Bunları geçtiğimiz günlerde, POTA okurlarına aktarmıştım. Bugün de, bu ünlü kent bilimcimizin yeni bir önerisini gündeme getiriyorum.
* * *
Giderek bozulan şehirlerimizi, turizm beldelerimizi, doğal ve tarihi varlıklarımızı toparlamak, çocuklarımıza yaşanabilir, düzeyli, sağlıklı, güvenli çevreler bırakmak istiyorsak eğitiminden başlamak üzere zihniyet, mevzuat ve teşkilatı yenileyerek kapsamlı ve radikal bir 'İmar ve Şehircilik Reformu'nu başarmamız ve 14 maddelik 'Çevre ve İmar Anayasası'nı kabul edip uygulamamız kaçınılmaz.
Bu bağlamda yeni hükümet ile kurulan Çevre ve Şehircilik Bakanlığı'ndan beklentimiz vardır. Aksi halde, bu gidişle iç veya dış düşmana gerek olmadan kendi kendimizi bitiririz.
Bir büyük deprem yeter.
İşte, Prof.
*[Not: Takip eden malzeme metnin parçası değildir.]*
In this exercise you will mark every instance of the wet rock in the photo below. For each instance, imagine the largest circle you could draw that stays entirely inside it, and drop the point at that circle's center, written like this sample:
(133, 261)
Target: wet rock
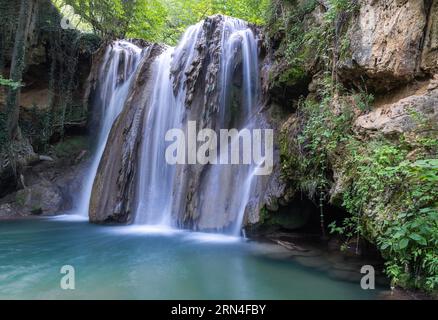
(113, 191)
(399, 117)
(429, 61)
(385, 43)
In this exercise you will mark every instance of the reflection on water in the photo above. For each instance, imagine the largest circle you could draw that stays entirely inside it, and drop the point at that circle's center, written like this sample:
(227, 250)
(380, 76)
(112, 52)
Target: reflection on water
(151, 263)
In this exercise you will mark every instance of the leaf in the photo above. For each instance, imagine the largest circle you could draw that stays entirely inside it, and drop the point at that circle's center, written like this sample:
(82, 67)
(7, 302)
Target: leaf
(403, 243)
(416, 237)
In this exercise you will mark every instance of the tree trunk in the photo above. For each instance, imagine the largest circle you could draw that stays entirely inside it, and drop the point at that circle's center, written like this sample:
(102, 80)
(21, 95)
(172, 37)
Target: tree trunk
(17, 67)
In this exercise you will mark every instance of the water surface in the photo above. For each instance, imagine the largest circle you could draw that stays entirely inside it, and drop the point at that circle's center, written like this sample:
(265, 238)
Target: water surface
(150, 263)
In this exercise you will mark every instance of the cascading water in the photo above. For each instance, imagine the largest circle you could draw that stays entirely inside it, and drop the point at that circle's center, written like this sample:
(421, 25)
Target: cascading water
(211, 78)
(166, 111)
(226, 188)
(115, 76)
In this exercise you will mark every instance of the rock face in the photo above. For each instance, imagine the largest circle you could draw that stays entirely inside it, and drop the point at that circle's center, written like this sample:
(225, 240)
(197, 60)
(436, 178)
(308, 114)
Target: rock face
(386, 48)
(47, 189)
(429, 59)
(385, 42)
(400, 117)
(113, 194)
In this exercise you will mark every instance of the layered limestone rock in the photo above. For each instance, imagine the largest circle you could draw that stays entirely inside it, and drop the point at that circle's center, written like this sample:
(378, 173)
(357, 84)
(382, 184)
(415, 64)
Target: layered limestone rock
(402, 116)
(385, 40)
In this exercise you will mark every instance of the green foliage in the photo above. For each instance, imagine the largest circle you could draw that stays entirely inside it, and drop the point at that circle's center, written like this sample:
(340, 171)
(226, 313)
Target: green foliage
(70, 147)
(389, 187)
(157, 20)
(321, 136)
(9, 83)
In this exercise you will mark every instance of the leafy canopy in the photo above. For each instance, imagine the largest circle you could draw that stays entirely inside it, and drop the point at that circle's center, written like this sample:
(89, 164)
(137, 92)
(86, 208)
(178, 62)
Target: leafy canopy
(154, 20)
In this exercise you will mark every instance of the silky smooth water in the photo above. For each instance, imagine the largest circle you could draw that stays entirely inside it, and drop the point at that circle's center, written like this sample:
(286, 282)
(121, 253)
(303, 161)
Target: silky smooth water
(147, 263)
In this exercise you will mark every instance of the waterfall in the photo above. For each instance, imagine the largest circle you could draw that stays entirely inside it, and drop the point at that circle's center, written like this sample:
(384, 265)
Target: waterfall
(210, 78)
(115, 76)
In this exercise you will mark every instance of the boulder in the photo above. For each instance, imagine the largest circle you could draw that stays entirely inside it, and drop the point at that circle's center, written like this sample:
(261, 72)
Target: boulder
(113, 194)
(385, 40)
(401, 116)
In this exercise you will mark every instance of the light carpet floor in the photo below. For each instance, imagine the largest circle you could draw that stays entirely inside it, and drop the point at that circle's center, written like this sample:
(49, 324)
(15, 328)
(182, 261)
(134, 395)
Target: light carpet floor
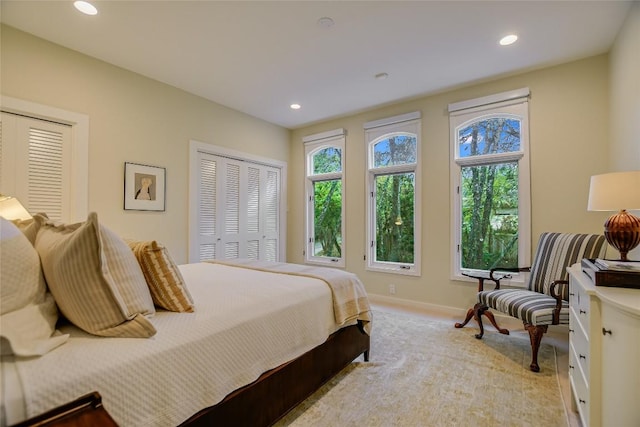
(425, 372)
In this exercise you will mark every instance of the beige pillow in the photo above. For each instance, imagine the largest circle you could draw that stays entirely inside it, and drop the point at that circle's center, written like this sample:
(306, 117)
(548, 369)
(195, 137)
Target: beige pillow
(165, 282)
(28, 314)
(30, 227)
(95, 279)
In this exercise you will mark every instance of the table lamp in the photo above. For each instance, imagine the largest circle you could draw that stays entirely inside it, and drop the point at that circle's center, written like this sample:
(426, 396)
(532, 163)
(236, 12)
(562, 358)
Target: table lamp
(618, 191)
(11, 208)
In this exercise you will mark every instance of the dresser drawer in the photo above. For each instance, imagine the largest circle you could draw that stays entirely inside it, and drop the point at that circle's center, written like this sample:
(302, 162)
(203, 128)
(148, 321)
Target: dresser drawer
(580, 304)
(579, 344)
(580, 392)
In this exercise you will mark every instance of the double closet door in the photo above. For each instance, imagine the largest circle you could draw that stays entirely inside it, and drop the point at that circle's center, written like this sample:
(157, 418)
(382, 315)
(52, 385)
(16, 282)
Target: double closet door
(36, 164)
(238, 209)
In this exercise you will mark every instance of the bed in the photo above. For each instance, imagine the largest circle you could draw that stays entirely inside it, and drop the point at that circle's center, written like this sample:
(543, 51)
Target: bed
(262, 338)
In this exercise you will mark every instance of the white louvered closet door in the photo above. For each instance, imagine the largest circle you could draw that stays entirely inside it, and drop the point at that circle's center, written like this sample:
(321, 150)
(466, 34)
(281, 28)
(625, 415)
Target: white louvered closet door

Alp'in 14 maddelik "Çevre ve Şehircilik Andı":
* Gecekonduları, varoşları oy deposu olarak görmeyeceğim,
* İnşaat işlerini köşe dönmenin kısa yolu olarak algılamayacağım,
* İmar işlerini siyasi ve maddi rant kaynağı olarak kullanmayacağım,
* Yapı, yol, köprü, şehir kurmanın uzmanların işi olduğunu unutmayacağım,
* İmar ve şehircilik düzeninin kamu düzenini doğrudan etkilediğini bileceğim,
* Düzenli toplumun düzenli şehir ile eşdeğer olduğunu kabulleneceğim,
* Büyükşehirlerde taşın toprağın altın olmadığını öğreneceğim,
* İllegal yapılaşma ile bindiğim dalı kestiğimin farkında olacağım,
* Bozulan kent dokusu insan dokusunu da bozar, öğreneceğim,
* İyi ev, şehir ve çevrenin sağlık, mutluluk için kaçınılmaz olduğunu anlayacağım,
* Doğaya, tarihe duyarlı olacağım, bozanlara tepki koyacağım,
* Kente, çevreye zarar verdiğimde insanlık suçu işlediğimi bileceğim,
* Benim binam başkalarının görsel çevresinin bir parçasıdır, bunu kabul edeceğim,
* Güzel ve güvenli kentler gelişmişliğin, zenginliğin aynasıdır, unutmayacağım,
* Bozulan kentin ve çevrenin tamir edilmesinin yüzyıllar aldığını hatırlayacağım,
* Çevreye verdiğim zararın kendi sonumu hazırladığını aklımdan çıkarmayacağım.
tarihten
İyi ve kötü
Peyami Safa'ya sordular:
"Yazarlığın en iyi yanı nedir?"
Cevap:
"Fikirleri geniş kitlelere ulaştırması..."
Yine bir soru:
"En kötü yanı?"
Büyük romancı cevabında ısrarlıdır:
"Fikirleri geniş kitlelere ulaştırması..."
küpe
Bir yöneticinin yapabileceği en korkunç şey, problemi görmezden gelmek ve onun üstünü örtmektir.
Masaaki İmai
fıkra
Sona kalan
Oğlu okuldan dönünce babası sordu:
"Oğlum sen hiç iyi not almaz mısın?"
Çocuk cevap verdi:
"Nasıl alayım babacığım. Sınıf çok kalabalık. Sıra bana gelinceye kadar iyi notlar bitiyor."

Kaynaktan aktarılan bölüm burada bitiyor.